Can you charge a piece of plastic by induction? Explain, using diagram. Compare with the amount of charging obtained when you charge a piece of metal by induction.

Metal sphere A is charged negatively and then brought near an uncharged metal sphere B (Figure 14.78). Both spheres rest on insulating supports, and the humidity is very low.

(a) Use +’s and −’s to show the approximate distribution of charges on the two spheres. (Hint: Think hard about both spheres, not just B.)

(b) A small, lightweight hollow metal ball, initially uncharged, is suspended from a string and hung between the two spheres (Figure 14.79). It is observed that the ball swings rapidly back and forth hitting one sphere and then the other. This goes on for seconds, but then the ball stops swinging and hangs between the two spheres. Explain in detail, step by step, why the ball swings back and forth and why it finally stops swinging. Your explanation must include good physics diagrams.

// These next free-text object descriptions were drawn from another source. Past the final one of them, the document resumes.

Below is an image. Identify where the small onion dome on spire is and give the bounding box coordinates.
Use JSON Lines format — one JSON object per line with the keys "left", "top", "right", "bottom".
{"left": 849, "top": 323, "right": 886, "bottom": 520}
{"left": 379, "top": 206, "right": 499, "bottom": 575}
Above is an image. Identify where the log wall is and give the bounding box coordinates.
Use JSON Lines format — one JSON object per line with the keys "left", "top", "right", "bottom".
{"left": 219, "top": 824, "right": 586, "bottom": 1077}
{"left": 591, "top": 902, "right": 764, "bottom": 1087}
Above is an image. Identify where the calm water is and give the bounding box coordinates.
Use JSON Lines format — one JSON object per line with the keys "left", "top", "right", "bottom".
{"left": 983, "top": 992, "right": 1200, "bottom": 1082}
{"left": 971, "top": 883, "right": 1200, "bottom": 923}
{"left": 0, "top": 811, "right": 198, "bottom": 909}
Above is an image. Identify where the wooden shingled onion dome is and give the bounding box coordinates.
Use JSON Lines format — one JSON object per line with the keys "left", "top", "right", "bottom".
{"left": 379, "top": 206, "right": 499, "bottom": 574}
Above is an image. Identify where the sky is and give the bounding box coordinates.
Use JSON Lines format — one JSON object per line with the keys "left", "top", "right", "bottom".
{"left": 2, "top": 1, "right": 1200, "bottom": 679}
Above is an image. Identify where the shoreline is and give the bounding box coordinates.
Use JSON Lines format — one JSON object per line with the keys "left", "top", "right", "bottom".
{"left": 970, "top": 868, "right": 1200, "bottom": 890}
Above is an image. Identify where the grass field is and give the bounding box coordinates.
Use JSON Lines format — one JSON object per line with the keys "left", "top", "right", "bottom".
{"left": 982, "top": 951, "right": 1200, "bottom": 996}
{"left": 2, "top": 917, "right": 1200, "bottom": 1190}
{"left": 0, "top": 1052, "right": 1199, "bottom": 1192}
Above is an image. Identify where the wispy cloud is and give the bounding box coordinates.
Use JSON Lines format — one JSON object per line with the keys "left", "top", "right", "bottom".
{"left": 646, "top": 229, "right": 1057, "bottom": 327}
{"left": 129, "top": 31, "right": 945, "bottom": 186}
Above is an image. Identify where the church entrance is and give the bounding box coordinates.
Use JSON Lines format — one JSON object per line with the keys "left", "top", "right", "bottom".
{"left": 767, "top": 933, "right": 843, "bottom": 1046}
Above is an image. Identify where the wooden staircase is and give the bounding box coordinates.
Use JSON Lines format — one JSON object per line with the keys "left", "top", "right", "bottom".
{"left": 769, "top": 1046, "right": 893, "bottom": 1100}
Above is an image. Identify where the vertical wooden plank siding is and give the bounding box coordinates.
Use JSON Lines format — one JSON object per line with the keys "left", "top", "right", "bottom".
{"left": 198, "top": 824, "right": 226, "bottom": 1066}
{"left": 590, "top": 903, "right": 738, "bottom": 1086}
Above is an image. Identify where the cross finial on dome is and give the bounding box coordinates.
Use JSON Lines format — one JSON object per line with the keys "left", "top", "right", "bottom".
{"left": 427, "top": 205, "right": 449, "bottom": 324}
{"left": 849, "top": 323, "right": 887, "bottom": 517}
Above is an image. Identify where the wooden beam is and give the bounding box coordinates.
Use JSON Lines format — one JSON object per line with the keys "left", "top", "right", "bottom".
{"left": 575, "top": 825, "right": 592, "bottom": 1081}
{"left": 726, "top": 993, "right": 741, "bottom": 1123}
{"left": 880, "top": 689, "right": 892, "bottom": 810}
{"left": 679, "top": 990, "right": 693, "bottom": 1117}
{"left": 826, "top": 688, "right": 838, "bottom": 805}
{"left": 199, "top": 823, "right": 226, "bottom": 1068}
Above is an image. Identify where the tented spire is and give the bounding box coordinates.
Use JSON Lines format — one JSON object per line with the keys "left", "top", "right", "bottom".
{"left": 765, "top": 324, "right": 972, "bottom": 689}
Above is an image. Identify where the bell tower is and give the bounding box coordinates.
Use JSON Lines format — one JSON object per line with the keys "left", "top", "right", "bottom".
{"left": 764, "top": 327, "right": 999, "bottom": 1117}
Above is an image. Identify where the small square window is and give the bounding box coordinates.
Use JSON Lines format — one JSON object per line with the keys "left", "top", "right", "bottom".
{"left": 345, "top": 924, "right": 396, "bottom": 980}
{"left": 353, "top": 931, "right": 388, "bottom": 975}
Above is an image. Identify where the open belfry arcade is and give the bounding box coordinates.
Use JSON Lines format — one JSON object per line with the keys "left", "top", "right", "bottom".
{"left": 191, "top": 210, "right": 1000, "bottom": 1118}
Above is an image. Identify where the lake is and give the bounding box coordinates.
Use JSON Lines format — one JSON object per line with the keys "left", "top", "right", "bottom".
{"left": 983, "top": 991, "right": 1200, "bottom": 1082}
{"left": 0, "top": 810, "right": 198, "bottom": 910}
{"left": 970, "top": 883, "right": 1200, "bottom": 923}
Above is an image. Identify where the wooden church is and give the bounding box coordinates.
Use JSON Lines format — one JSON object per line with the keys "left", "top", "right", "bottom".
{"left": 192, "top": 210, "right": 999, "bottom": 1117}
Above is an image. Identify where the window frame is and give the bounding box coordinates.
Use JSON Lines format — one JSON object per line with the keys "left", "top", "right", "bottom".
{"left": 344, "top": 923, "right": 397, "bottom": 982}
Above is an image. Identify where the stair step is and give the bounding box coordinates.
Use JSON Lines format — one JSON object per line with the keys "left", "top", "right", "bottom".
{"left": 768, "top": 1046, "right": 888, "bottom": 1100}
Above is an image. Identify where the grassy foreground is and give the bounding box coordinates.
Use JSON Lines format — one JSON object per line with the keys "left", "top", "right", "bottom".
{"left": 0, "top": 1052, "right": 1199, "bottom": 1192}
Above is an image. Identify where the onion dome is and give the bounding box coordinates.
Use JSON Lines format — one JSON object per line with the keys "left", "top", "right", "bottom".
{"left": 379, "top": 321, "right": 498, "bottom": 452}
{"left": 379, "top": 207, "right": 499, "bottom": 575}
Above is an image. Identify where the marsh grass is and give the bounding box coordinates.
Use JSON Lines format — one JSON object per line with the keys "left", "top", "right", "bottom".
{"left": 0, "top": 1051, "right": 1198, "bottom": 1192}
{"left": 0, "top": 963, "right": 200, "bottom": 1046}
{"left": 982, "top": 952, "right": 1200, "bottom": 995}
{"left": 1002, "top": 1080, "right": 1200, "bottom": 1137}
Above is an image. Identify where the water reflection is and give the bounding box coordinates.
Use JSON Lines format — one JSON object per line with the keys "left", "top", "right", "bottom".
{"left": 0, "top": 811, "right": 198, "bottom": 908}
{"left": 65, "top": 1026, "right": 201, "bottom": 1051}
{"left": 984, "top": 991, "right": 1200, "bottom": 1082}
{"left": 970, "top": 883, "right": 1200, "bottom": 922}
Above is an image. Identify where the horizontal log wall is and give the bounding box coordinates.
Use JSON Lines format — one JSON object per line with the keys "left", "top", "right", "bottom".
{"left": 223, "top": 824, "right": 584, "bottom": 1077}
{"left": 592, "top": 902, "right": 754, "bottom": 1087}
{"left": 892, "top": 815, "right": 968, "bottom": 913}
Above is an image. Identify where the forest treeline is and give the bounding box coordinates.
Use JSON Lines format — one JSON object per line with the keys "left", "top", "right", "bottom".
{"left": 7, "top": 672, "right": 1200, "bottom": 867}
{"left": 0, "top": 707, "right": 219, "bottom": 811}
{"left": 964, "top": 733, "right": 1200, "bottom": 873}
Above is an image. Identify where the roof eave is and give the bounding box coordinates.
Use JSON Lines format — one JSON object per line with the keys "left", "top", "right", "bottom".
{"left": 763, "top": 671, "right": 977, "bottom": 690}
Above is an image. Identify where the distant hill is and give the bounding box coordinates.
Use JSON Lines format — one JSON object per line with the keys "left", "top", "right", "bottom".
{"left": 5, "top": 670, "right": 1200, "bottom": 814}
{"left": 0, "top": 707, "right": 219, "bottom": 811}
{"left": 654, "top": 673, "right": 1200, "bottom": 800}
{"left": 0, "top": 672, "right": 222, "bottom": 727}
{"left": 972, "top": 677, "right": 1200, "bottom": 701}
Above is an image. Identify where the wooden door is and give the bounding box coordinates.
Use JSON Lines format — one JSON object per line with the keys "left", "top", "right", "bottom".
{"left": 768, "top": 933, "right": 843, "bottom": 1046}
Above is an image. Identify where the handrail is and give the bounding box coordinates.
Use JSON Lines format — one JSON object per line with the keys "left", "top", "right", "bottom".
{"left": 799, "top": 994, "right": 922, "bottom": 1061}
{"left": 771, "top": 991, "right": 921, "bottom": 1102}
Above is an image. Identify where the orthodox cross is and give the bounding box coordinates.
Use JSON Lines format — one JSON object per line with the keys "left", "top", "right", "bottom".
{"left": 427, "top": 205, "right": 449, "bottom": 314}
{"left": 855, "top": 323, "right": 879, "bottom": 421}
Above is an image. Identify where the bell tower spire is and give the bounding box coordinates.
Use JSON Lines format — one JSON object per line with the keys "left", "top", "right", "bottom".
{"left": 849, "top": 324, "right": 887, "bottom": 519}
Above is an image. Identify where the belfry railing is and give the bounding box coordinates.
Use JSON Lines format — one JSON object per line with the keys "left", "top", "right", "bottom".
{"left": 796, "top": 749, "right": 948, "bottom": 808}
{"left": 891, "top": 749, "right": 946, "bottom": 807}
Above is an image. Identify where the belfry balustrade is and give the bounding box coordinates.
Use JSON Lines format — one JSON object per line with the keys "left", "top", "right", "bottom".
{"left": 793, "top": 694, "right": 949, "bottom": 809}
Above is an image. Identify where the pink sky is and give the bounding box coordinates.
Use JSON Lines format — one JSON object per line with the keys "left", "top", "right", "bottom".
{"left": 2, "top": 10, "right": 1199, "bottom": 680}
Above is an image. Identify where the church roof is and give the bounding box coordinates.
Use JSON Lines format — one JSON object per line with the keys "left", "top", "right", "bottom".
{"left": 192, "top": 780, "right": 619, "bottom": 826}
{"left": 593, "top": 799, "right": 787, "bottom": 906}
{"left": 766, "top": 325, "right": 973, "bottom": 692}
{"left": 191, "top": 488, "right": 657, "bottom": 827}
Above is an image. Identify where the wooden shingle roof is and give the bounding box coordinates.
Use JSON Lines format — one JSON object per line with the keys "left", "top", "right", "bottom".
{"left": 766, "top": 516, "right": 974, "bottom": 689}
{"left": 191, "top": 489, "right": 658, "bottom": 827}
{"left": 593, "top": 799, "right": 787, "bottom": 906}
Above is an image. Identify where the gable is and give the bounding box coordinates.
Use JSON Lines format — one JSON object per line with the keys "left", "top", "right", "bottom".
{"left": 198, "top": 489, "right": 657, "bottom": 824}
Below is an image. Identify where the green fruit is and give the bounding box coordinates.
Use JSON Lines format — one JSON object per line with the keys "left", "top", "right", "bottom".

An electric field of magnitude 190N/C is applied to a solution containing chloride ions. The mobility of chloride ions in solution is 7.91×10-8(m/s)/(N/C).What is the average drift speed of the chloride ions in the solution?

Which of the following are true? Check all that apply. (1) If the net electric field at a particular location inside a piece of metal is zero, the metal is not in equilibrium. (2) The net electric field inside a block of metal is zero under all circumstances. (3) The net electric field at any location inside a block of copper is zero if the copper block is in equilibrium. (4) The electric field from an external charge cannot penetrate to the center of a block of iron. (5) In equilibrium, there is a net flow of mobile charged particles inside a conductor.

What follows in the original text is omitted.